Three Charts Dispel One of the Biggest Myths About Obamacare Once and For All


The Affordable Care Act was intended to reign in the cost of health care, expand access and raise the insurance rate. Almost immediately, Obamacare critics whined and stomped their feet about everything from so-called death panels to the broken website

Perhaps the biggest myth of all was the idea that health care would be rationed out and somehow become more expensive for everyone.

But the haters were wrong then, and they're wrong now. New numbers from a Commonwealth Fund survey demonstrate that the Affordable Care Act is performing well its intended purpose: helping millions of Americans access health care at reasonable rates. Since the act became law, many of the worst excesses of the American health care system are rapidly being reigned in. 

For instance, about 11 million fewer adults are reporting difficulties paying their medical bills ...

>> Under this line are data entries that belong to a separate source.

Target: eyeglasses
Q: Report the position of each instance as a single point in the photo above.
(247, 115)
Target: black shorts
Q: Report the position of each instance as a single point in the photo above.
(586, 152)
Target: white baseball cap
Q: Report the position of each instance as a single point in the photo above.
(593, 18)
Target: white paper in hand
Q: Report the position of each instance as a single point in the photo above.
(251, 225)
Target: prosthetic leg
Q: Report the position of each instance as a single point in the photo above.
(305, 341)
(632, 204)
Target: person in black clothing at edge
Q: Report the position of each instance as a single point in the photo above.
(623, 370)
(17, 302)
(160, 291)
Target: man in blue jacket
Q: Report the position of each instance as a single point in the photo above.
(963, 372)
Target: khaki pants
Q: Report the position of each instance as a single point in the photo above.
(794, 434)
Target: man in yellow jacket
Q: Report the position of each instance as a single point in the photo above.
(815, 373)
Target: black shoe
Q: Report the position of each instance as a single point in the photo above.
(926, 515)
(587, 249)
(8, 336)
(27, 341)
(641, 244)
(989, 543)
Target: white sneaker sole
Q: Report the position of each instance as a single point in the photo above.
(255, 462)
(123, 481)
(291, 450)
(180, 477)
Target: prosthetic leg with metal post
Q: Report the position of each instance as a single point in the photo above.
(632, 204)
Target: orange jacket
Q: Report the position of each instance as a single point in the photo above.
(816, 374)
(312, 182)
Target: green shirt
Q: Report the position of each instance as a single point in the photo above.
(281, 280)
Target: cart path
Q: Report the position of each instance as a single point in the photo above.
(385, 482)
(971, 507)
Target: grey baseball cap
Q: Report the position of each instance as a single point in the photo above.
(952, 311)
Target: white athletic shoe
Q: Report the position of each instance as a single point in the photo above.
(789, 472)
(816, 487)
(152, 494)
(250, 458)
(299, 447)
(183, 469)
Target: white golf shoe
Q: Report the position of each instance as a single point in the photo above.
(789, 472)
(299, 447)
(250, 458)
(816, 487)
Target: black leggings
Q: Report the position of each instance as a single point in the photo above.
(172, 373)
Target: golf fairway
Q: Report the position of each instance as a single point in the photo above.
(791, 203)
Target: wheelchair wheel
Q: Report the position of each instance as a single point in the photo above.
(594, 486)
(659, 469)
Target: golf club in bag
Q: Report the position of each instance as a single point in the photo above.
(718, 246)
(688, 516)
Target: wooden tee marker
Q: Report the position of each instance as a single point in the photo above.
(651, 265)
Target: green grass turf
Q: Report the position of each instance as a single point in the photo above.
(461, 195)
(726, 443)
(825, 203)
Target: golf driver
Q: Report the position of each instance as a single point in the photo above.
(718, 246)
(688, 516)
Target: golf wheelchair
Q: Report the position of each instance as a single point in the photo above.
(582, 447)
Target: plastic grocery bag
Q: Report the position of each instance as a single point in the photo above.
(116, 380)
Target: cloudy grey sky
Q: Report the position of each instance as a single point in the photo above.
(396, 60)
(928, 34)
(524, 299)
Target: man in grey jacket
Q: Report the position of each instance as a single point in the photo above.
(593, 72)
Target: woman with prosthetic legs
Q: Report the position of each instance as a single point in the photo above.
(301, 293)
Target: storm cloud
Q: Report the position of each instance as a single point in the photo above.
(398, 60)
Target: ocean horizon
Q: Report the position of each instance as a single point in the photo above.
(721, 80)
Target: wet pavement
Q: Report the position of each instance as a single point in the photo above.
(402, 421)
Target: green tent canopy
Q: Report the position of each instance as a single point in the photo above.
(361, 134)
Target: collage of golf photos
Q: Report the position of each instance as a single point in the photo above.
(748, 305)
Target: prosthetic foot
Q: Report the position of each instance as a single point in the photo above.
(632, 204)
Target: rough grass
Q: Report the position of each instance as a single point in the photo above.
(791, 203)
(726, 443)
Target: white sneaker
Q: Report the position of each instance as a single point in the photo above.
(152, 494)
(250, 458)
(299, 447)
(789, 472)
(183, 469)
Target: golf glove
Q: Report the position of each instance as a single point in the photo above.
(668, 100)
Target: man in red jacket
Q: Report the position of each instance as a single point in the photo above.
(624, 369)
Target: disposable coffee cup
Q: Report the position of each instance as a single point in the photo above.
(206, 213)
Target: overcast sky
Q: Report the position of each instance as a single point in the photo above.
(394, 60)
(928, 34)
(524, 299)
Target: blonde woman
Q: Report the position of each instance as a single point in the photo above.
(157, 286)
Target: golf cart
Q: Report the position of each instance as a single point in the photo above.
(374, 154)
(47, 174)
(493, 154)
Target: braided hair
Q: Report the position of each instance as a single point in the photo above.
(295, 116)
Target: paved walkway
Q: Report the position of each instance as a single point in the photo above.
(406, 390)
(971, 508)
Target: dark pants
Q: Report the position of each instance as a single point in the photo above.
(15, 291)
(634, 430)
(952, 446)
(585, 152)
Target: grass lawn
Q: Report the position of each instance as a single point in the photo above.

... about 14 million more Americans who were able to seek out medical care instead of delaying it because of the cost ...

... and 7 million fewer Americans without health insurance.

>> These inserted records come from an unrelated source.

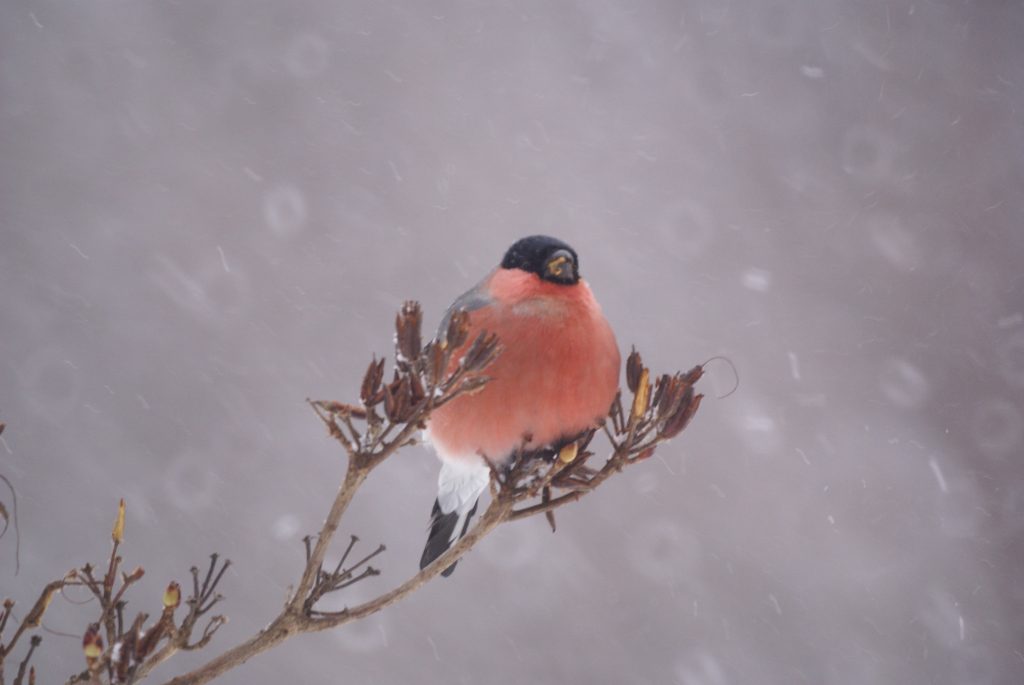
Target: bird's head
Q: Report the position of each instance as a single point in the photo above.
(549, 258)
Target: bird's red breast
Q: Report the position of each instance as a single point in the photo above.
(556, 377)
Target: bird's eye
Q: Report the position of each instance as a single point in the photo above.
(560, 266)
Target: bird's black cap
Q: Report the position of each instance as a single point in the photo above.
(547, 257)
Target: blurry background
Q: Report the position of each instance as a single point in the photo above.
(210, 211)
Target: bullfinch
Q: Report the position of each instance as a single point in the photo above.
(555, 378)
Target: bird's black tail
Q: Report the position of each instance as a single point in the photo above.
(444, 530)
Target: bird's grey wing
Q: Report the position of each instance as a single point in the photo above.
(474, 298)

The survey broke down the data further, indicating that, because of the reforms, millions of Americans can now afford to see their doctor or a specialist when they fall ill or are injured; fill necessary prescriptions; and undergo treatment and diagnostic procedures formerly out of their budget.

If the point of health care reform is to expand access to necessary care for millions of Americans who previously couldn't afford it, then Obamacare is already looking like a major success. According to the numbers, average Americans are having less trouble getting the medical care they need.  

As MSNBC's Steve Benen adds, it's also clear proof that the "rationing" predicted by right-wing pundits hasn't materialized. Instead the law has produced impressive results on everything from premiums to customer satisfaction while reducing the overall increase in health care spending to its lowest point in 50 years. Experts say that the act has helped middle-class Americans facing increasingly high deductibles and premiums amid stagnant salaries and corporate cost-cutting, without which their bills would be even higher.

This is real, solid evidence that Obamacare is doing well. Even with certain looming challenges, no matter how much huffing and puffing they do, opponents are looking at the same numbers we are — and numbers don't lie.